For instance: the introvert/extrovert polarity became even more obvious. At my mom's house (she the Dowager Empress of the Extroverts, paired with my daughter the Infanta Extrovert) I periodically fled to the bathroom in the far corner of the house for a little Alone Time, only to find someone tapping on the door saying, hello? Is that you? Not because of some emergency, mind you, just because I'd gone missing for 20 minutes. And the door-tapper was my mom, not my daughter. You expect that from a 3-year-old, not so much from one's own mother.

Also, I got to have a refresher course in Old School Feminine Duty, as my mom chased me around the house during the frenzy to pack up our stuff and hit the road, peppering me with questions: Do you think He will want a sandwich? (Mom, he can make his own damn sandwich.) Does He want to take home the leftover mashed potatoes? (Dunno, but I sure do.)

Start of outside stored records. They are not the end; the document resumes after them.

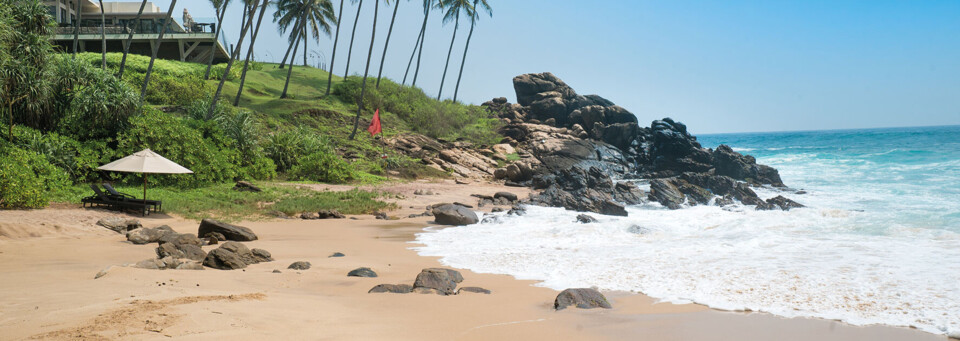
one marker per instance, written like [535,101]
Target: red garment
[374,127]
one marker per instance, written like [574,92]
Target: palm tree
[156,48]
[103,38]
[246,62]
[473,22]
[296,44]
[220,6]
[346,72]
[363,86]
[333,57]
[383,58]
[454,8]
[236,51]
[427,6]
[319,15]
[126,46]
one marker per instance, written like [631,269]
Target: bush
[323,166]
[175,139]
[27,179]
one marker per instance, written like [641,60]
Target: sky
[718,66]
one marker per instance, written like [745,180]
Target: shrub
[27,179]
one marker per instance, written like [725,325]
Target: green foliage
[27,179]
[175,139]
[323,166]
[446,120]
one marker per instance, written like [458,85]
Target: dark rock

See, the women in my maternal family are rigorously trained in the credo that women are expected to be in control of absolutely everything, anticipating everyone's needs (or, better yet, manipulating everyone's needs) while simultaneously preserving the Male Illusion that He Himself is in Charge. For example, if He has high cholesterol but also wants (or might want) a sandwich, She must hightail it into the kitchen and make him a sandwich using Fat-Free mayonnaise, Reduced-Fat cheese and Lo-Fat turkey, which he will gratefully eat and never notice the healthy abstemiousness of the whole thing.

Except that my own personal He can spot low-fat anything a mile off and is perfectly happy to make his own damn sandwich, especially if it'll spare him the low-fat crap.

So, after a week at the DEE's house, I arrived home in a state of twitchy exhaustion, only to have a day's time to prepare for the Infanta's 3rd birthday party. Luckily, a neighbor kidnapped me briefly for a trip to the farmer's market, so I had a few minutes to rant a bit, to the tune of, WHY CAN'T PEOPLE LOOK FOR STUFF INSTEAD OF INTERRUPTING ME, ASKING WHERE IT IS AND INSISTING THAT I GO FIND IT??? Sure, I had to hear the observation that maybe I could just tell the interrupter to knock it off, but still.

Plus, I bought some nice cheese. Not low fat.